I've solved this myself:
First of all, we create a route group to the subdomain, excluding 'www' with a pattern:
Route::pattern('id', '[0-9]+');
Route::group(array('domain' => '{subdomain}.mysite.com', 'before' => 'switchDB'), function() {
// Publicly accessible routes under the subdomain
Route::group(array('before' => 'guest'), function() {
// login routes (get and post)
});
// Routes under the subdomain that require authentication
Route::group(array('before' => 'auth'), function() {
});
});
// Publicly accessible routes in the main domain
Route::get('/', array('uses' => 'PublicController@showHome'));
Then the filter, where we get the subdomain and check in our default database (global database) what account has that domain.

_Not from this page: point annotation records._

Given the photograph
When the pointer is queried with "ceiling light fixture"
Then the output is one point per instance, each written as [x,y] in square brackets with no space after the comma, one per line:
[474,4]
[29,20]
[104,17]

We also check if that database exists.
Route::filter('switchDB', function($route, $request) {
$parts = explode('.', $request->getHost());
$subdomain = $parts[0];
$account = Account::where('subdomain', '=', $subdomain)->first();
if($account == null) {
App::abort(404);
}
$res = DB::select("SHOW DATABASES LIKE '" . $account->db_name . "'");
if(count($res) == 0) {
App::abort(404);
}
Config::set('database.connections.mysql.database', $account->db_name);
DB::reconnect();
Session::put('subdomain', $subdomain);
});
The DB::reconnect() seems to be a key player in all of this.